The Taxes on a Lottery Jackpot

lottery jackpot

As lottery organizers know well, big jackpots attract attention and drive ticket sales, as well as free publicity on news sites and TV. The fact that they’re so much harder to win than people might think actually works in the game’s favor, says Victor Matheson, an economics professor at the College of the Holy Cross.

Even if you manage to hit the jackpot, the odds of being able to keep it all for yourself are slim. In the United States, for example, winners must pay federal and state taxes on any winnings. Depending on the payout option and applicable tax rate, this can whittle down a billion-dollar jackpot to something more manageable.

Choosing less common numbers gives you the best chance of not having to split a jackpot with others who have chosen the same numbers. But even the best number-picking software cannot give you a definite advantage.
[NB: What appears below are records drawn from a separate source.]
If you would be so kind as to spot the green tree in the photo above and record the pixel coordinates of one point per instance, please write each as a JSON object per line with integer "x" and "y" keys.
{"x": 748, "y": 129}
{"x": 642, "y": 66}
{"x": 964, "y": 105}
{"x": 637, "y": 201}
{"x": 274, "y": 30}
You can choose a lump sum or annuity payment, but either way the amount you actually get is far less than what you see reported in the headlines. To start with, if you opt for the lump sum payout, the IRS takes 24% off the top to cover federal income taxes. From there, the value of your winnings is whittled down further by your state’s withholding and the top federal tax rate of 37% (for single filers).

Responsible lottery winners dump any money they don’t need into safe investments that will grow over time. This will help them preserve and possibly even increase their wealth. They also plan out how they’ll pass the remaining money on to their loved ones in the event of a calamity.